Library Board Meeting

Highlights

  • 🆕 Councilor Erin Dumbrell joined as the new council ex-officio, introducing herself to the board and sharing her love of small-town libraries (her first was a bookmobile).
  • 🗳️ Consent agenda (March minutes + current agenda) approved unanimously.
  • 🗺️ Library Director Robin Dodie presented updated WCCLS service-area maps showing where North Plains checkouts originate—revealing that many borrowers live east of Highway 26 (Roy, Helvetia, Jackson School) because Jenne-Wright and Ferrey Ridge students drag their parents to the library.
  • đź’° Robin also previewed how WCCLS funding works (local-option levy + county general fund) and how the upcoming levy recalculation could reduce the city’s general-fund subsidy.

Notes

  • Introductions

    • Board members (Tim Shalik, Bridget Sorenson, Donna Medinger, Larry Gonzalez, David Hatcher) reintroduced themselves for Erin, highlighting their volunteer history and how the library anchors community life.
    • Erin emphasized she’s eager to learn how the board operates and help spotlight priority needs at council.
  • WCCLS Maps & Funding

    • Robin shared heat maps of physical checkouts and “home library” designations:
      • North Plains remains the home library for most patrons west of Hwy 26 and south past Pumpkin Ridge due to student cards at Jenne-Wright/Ferrey Ridge.
      • East of Hwy 26, many households list Brookwood or Shute Park as their home library; that’s fine (same card), but the data underscores how arbitrary the old service boundaries were.
    • The WCCLS consultant may redraw boundaries using larger “tax code areas” instead of tiny census blocks; board will stay engaged so the new line reflects actual usage.
    • Current library budget (FY 23–25): ~$1.4 M
      • City general fund still covers the majority (blue slice), with WCCLS allocation (orange) and Friends/grants (green) filling the rest.
      • If the levy increase passes, WCCLS’s share should rise, easing the burden on the city general fund.
    • Countywide, WCCLS spends roughly $40.5 M every two years; about $13 M goes toward central services (Libby/OverDrive, courier vans, IT infrastructure).
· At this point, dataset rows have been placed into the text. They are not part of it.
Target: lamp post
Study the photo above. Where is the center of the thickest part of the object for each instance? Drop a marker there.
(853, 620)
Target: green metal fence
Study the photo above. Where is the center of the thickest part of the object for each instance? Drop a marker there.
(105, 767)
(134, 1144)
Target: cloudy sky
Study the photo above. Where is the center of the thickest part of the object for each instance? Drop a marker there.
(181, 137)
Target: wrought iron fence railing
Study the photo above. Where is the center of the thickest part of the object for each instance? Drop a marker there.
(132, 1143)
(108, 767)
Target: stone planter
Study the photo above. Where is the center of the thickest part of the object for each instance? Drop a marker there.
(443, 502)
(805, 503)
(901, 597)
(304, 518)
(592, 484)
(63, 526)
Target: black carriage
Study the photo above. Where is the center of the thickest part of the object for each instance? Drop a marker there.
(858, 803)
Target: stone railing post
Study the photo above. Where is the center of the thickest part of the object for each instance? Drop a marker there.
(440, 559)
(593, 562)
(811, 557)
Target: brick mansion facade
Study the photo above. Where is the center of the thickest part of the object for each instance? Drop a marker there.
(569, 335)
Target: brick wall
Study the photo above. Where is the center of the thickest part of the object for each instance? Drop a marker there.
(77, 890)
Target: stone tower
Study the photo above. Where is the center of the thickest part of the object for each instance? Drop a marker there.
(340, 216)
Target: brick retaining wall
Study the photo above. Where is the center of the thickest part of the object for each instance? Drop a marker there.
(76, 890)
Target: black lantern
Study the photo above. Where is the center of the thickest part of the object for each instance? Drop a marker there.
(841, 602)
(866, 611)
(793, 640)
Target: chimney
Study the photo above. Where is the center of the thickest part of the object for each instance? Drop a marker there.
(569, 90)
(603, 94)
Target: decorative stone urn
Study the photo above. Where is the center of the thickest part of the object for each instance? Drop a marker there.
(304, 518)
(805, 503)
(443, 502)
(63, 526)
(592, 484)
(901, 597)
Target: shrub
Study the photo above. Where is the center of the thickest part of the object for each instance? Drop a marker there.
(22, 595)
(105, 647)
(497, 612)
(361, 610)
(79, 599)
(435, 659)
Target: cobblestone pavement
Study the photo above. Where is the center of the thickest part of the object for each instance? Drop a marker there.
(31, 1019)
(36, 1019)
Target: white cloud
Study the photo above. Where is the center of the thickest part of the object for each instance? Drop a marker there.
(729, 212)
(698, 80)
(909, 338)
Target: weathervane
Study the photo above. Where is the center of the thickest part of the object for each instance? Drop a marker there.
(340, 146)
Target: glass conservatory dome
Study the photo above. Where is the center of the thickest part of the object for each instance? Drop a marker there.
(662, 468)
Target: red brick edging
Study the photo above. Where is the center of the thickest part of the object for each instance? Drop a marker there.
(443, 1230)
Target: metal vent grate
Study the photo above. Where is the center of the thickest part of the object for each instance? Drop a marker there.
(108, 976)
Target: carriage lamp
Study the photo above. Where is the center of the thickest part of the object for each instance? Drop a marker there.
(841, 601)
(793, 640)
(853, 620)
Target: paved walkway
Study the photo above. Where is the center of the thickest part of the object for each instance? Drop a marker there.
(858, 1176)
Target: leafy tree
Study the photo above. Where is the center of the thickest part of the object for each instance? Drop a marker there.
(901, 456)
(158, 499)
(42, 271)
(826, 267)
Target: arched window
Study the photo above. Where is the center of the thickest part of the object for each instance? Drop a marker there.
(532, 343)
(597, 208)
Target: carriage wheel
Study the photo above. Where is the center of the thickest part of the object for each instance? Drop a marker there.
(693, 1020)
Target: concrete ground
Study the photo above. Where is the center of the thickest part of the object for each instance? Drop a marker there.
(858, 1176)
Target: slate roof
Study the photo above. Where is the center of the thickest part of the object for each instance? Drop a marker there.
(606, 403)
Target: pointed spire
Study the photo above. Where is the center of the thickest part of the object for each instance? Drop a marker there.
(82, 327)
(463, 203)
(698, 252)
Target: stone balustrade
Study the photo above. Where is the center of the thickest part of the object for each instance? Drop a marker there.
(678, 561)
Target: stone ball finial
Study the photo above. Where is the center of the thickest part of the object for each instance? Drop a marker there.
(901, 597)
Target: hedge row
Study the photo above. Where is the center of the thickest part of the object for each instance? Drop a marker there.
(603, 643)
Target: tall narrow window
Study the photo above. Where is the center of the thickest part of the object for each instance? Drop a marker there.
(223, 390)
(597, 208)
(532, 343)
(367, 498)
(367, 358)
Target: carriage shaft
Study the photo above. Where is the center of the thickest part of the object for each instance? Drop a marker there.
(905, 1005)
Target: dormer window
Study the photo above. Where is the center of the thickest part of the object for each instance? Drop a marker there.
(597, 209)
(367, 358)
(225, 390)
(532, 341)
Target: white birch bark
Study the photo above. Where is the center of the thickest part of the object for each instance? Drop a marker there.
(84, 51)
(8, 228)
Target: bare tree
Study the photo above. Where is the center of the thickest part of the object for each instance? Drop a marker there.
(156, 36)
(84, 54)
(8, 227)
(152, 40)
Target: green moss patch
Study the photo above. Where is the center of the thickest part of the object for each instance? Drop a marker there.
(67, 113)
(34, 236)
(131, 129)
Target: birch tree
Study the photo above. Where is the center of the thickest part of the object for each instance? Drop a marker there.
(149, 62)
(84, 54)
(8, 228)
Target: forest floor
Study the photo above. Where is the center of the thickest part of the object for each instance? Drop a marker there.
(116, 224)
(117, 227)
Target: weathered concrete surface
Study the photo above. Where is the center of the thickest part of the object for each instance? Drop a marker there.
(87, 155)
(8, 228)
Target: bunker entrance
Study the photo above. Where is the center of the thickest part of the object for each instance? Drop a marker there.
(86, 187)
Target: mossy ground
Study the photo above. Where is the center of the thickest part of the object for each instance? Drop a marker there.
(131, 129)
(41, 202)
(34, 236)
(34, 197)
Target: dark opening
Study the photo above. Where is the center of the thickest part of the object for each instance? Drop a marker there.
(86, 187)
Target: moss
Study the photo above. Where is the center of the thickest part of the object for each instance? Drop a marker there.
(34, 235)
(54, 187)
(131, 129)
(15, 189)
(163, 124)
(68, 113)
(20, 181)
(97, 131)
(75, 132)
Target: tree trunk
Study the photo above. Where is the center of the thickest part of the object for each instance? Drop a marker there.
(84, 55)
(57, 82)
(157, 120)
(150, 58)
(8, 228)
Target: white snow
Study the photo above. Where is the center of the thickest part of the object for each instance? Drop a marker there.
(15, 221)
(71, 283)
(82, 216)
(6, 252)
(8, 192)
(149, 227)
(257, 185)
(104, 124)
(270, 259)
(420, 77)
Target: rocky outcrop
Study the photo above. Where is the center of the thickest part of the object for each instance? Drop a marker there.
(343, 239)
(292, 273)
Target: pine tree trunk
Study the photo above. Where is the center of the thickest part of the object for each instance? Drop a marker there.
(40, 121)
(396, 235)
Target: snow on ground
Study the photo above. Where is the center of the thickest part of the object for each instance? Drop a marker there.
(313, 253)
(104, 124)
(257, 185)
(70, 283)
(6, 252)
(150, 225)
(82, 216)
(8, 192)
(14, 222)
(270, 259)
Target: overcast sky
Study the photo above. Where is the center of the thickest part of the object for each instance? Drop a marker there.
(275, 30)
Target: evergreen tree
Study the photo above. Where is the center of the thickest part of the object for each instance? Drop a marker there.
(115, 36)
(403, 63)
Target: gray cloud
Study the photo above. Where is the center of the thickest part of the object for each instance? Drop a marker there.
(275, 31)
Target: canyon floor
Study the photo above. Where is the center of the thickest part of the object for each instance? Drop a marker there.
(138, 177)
That’s why local assessments fund so much more than just the North Plains staff.

Follow-Ups

  • Staff

    • Keep the board apprised of the levy timeline and how any new allocation formula would affect the FY 25–27 budget (especially staffing requests).
    • Share updated service-area drafts once WCCLS circulates them for comment.
  • Board

    • Continue outreach to east-of‑26 neighborhoods (Roy, Jackson School corridor) so those patrons feel welcome at the North Plains Library even if Brookwood is closer.
    • Consider flagging any budget needs (e.g., programming, building maintenance) in advance of the levy conversation so council can plan accordingly.